Q: How was it to work with Jennifer Lawrence?

A: She was really young at the time (2009). I think she had just turned 20. She was great. She was incredibly low-maintenance and very hard working. She could go from joking to being serious very quickly, which made her a great worker. I mean, this film was shot in the Ozarks in the middle of the winter and it was not always comfortable. So she had to suffer through a lot of the scenes that weren’t the best of circumstances. This wasn’t a set with a bunch of sushi. She never complained and did whatever needed to be done to get it shot. She’s a natural. It was fun for me to watch her.

Q: What was it like filming in the Ozarks?

A: The novelist who wrote “Winter’s Bone” lived in the Ozarks and described it so thoroughly in the book. We were worried that we wouldn’t be able to see the world he depicts through our own eyes or convey it on screen. The Ozarks (the hills of southern Missouri) is a very ethnic place. The people are very set in their ways. So when we first arrived, they were like, “no.” We wanted to use them. We wanted to film in their houses. There was one incident when I was looking around on a man’s property and he actually drove up in his truck with a shotgun and asked us what we wanted. We had to earn the trust of the community. And eventually we did, I think. Twenty speaking parts ended up being locals.

Q: Do you prefer producing or writing?

A: I consider myself a producer. A producer wears many hats throughout the process of filmmaking and I like that it allows me to do many different things. I enjoyed the experience of writing and I learned a lot from it and I can imagine myself doing it again if the right project comes along.

Q: What is your advice for students who are interested in screenwriting or filmmaking?

A: I’ll use myself as an example.
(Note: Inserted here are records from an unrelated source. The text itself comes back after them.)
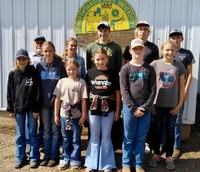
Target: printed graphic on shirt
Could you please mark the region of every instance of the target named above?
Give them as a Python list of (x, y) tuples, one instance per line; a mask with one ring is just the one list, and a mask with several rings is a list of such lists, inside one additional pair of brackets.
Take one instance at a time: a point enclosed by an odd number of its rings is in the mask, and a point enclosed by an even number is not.
[(138, 80), (144, 80), (148, 79), (149, 73), (147, 72), (136, 72), (136, 73), (130, 73), (129, 78), (131, 81), (138, 81)]
[(60, 76), (57, 75), (57, 72), (42, 71), (41, 72), (41, 79), (42, 80), (46, 80), (46, 79), (59, 80)]
[(32, 85), (33, 85), (33, 79), (32, 78), (27, 79), (25, 82), (25, 86), (32, 86)]
[(158, 79), (161, 88), (171, 88), (176, 81), (175, 71), (171, 69), (160, 72)]
[(95, 80), (91, 80), (91, 84), (97, 90), (106, 90), (111, 85), (111, 82), (108, 81), (108, 77), (105, 75), (99, 75), (95, 78)]

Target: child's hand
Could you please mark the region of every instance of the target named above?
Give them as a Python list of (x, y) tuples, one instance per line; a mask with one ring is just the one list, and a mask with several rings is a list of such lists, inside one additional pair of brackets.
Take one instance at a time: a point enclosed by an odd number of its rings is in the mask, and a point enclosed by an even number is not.
[(59, 118), (59, 116), (55, 115), (54, 121), (55, 121), (56, 125), (60, 126), (60, 118)]
[(142, 117), (145, 114), (145, 109), (144, 108), (137, 108), (136, 111), (133, 113), (136, 117)]
[(119, 113), (115, 112), (114, 121), (118, 121), (118, 120), (119, 120)]
[(151, 107), (151, 113), (152, 113), (153, 115), (156, 115), (156, 108), (155, 108), (155, 105), (152, 105), (152, 107)]
[(81, 117), (79, 120), (79, 125), (82, 127), (84, 125), (84, 122), (85, 122), (85, 118)]
[(37, 119), (38, 116), (39, 116), (39, 113), (35, 113), (35, 112), (33, 112), (33, 118), (34, 118), (34, 119)]
[(15, 118), (15, 113), (9, 113), (9, 116), (10, 116), (11, 118)]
Even though I had never written a screenplay before, I didn’t let that stop me. I never consulted a manual. I used my instincts. I mean, I had read a lot of scripts. But I didn’t let my inexperience stop me from trying. I didn’t think I had to go out and find the money to hire a writer. It’s kind of like DIY, you know? Do it yourself. If you can’t afford to pay someone to do it, give it a try. As far as filmmaking, you need to soul search why you want to make films. If you want to make films to become famous or to become rich, then you’re going to do a lot of waiting around. But if you want to make films for the right reasons, then I truly believe nothing can stop you. There is no excuse. Get a group of friends together and make a film. That’s the only way you’ll learn.

Q: Do you speak at colleges and universities often?

A: Yes. It’s always a huge pleasure to talk about my experiences and I enjoy encouraging young people to be creative.

Q: Have you ever been to Evansville?

A: I have never been to Indiana. I stepped foot into Gary when I was a college student in Chicago. But this is the first time I’ve really stepped foot on Indiana soil. It’s exciting to be here.

Q: Are you working on anything right now?

A: Yes. Debra (Granik) and I are working on another adaptation. We’re working on a film that will take place in Baltimore. We’re also currently editing a documentary. Then, we have two or three other projects that are in the early script stage. So yeah, we have a lot of things in the hopper. They’re all going to be dark, small and independent because that’s just the way we roll.